[FFmpeg-devel] [PATCH] speex in ogg muxer

Justin Ruggles justin.ruggles
Sat Oct 10 15:46:43 CEST 2009


Justin Ruggles wrote:

> Justin Ruggles wrote:
> 
>> David Conrad wrote:
>>
>>> On Sep 5, 2009, at 8:20 PM, Justin Ruggles wrote:
>>>
>>>> Justin Ruggles wrote:
>>>>
>>>>> Justin Ruggles wrote:
>>>>>
>>>>>> Justin Ruggles wrote:
>>>>>>
>>>>>>> Justin Ruggles wrote:
>>>>>>>
>>>>>>>> Justin Ruggles wrote:
>>>>>>>>
>>>>>>>> Now I think I know what is going wrong, and there is nothing we  
>>>>>>>> can do
>>>>>>>> about it I think.  speexenc does some weird things with granule
>>>>>>>> positions.  It starts out for a long time with granulepos=0 even  
>>>>>>>> though
>>>>>>>> it is encoding audio, then when it starts writing granule  
>>>>>>>> positions it
>>>>>>>> is not always in sync with the start of the stream.  Below is a  
>>>>>>>> little
>>>>>>>> snippet from a comparison of an original spx file to a copied  
>>>>>>>> spx file.
>>>>>>>> Each packet should be 320 samples.
>>>>>>>>
>>>>>>>> [...]
>>>>>>> So... I figured it out, but you may not want to know the answer. ;)
>>>>>>>
>>>>>>> The granulepos of the first packet is supposed to be interpreted as
>>>>>>> smaller than the full frame size by calculating what the  
>>>>>>> granulepos of
>>>>>>> the first page would normally be, then subtracting it from what it
>>>>>>> really is to get the delay.
>>>>>>>
>>>>>>>>> From above, this is the last packet in the first page.
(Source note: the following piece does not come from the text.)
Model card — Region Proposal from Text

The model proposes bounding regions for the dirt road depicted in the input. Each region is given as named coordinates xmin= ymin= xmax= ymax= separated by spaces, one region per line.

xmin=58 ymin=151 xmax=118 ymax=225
There  
>>>>>>>>> are 59
>>>>>>> packets per page in this stream (the first 2 packets are headers,  
>>>>>>> hence
>>>>>>> the packetno of 60).
>>>>>>>> -00:00:01.171: serialno 1626088319, granulepos 18737, packetno 60
>>>>>>>> +00:00:01.180: serialno 0000000000, granulepos 18880, packetno 60
>>>>>>> speexdec interprets the first packet as having a delay of
>>>>>>> 18880-18737=143 samples.  So the first packet should be 320-143=177
>>>>>>> samples long, and the decoder discards the first 143 samples of the
>>>>>>> first frame.
>>>>>>>
>>>>>>> None of this is documented except for in the speexenc and speexdec
>>>>>>> source code.  From analyzing a Speex-in-FLV sample, it appears  
>>>>>>> that the
>>>>>>> way Adobe handles this in Flash Media Server is to do like our ogg
>>>>>>> demuxer does and interpret the first page as if each frame is 320
>>>>>>> samples, then resync timestamps with the source after the first  
>>>>>>> page,
>>>>>>> causing a skip in timestamps after the first page instead of at the
>>>>>>> beginning of the stream.
>>>>>>>
>>>>>>> I'm still not sure what to do about this though...
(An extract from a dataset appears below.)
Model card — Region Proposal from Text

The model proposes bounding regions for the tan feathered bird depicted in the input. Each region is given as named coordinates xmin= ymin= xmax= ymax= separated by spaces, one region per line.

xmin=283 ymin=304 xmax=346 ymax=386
>>>>>> This patch makes it so that all the pts and durations are correct  
>>>>>> for
>>>>>> Ogg/Speex.  It basically just changes the durations of the first and
>>>>>> last packets.
>>>>> nevermind. this doesn't quite work. i'm still working on it. damn ogg
>>>>> and its craziness!
>>>> Ok, now this patch should work correctly.
>>> After some discussion with xiph people, apparently vorbis does this  
>>> exact same thing. The reasoning behind it is that libvorbis/libspeex  
>>> generate additional samples to prime the lapped transform. There is  
>>> apparently nothing in the vorbis/speex bitstream to indicate how many  
>>> samples this is, so instead ogg granulepos is used to figure out how  
>>> many samples to skip at the beginning.
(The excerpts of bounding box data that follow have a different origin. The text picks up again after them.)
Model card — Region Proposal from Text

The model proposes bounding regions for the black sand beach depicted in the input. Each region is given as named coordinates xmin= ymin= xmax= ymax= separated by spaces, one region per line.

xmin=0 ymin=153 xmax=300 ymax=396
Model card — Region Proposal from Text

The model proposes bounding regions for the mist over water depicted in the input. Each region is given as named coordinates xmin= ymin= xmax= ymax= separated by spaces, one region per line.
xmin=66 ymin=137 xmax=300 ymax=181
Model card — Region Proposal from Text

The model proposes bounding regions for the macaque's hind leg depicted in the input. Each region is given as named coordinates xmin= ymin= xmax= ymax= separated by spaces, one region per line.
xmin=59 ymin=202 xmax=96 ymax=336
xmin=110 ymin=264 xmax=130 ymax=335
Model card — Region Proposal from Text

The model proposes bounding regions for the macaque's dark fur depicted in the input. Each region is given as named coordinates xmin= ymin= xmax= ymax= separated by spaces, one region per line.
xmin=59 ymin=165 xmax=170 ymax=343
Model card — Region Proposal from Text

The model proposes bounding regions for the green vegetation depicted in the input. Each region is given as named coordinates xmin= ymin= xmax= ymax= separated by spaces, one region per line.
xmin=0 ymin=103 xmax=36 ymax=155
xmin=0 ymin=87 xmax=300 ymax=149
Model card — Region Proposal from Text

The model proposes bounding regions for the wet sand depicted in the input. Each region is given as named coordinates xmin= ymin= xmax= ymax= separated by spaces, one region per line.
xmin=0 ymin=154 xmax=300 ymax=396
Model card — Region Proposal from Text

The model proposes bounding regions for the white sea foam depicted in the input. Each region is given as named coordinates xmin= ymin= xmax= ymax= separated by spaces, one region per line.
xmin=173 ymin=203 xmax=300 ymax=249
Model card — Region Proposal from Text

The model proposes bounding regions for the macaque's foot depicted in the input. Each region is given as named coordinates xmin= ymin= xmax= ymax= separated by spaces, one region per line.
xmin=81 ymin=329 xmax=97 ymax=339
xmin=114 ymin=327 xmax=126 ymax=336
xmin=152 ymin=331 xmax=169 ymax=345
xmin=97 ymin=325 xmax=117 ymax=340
>> Ouch. Is there a way to pre-parse the first page packets before decoding
>> to determine the correct packet durations?
>>
>>> This is probably why there's such a high PSNR difference between our  
>>> decoder and libvorbis despite the output sounding fine. However, I'm  
>>> not sure how to fix this: since vorbis has no fixed frame_size it  
>>> requires decoding every packet in the first ogg page, then subtracting  
>>> the page's granulepos from how many samples were decoded. Which would  
>>> break other containers.
>> Then does ogg/vorbis have the same timestamp problem as ogg/speex when
>> doing stream copy?
>>
>>>> diff --git a/libavformat/oggparsespeex.c b/libavformat/oggparsespeex.c
>>>> index cc00dd2..c295970 100644
>>>> --- a/libavformat/oggparsespeex.c
>>>> +++ b/libavformat/oggparsespeex.c
>>>> @@ -53,6 +64,7 @@ static int speex_header(AVFormatContext *s, int  
>>>> idx) {
>>>>            byte-aligned. */
>>>>         st->codec->frame_size = AV_RL32(p + 56);
>>>>         frames_per_packet     = AV_RL32(p + 64);
>>>> +        spxp->frame_size      = st->codec->frame_size;
>>>>         if (frames_per_packet)
>>>>             st->codec->frame_size *= frames_per_packet;
>>> [...]
>>>
>>>> +static int speex_packet(AVFormatContext *s, int idx)
>>>> +{
>>>> +    struct ogg *ogg = s->priv_data;
>>>> +    struct ogg_stream *os = ogg->streams + idx;
>>>> +    struct speex_params *spxp = os->private;
>>>> +    int frames_per_packet = s->streams[idx]->codec->frame_size /  
>>>> spxp->frame_size;
>>> This frame_size / frame_size is confusing; one should be renamed. spxp- 
>>>  >single_frame_size maybe with a comment reminding that the codec- 
>>>  >frame_size is per packet with multiple frames?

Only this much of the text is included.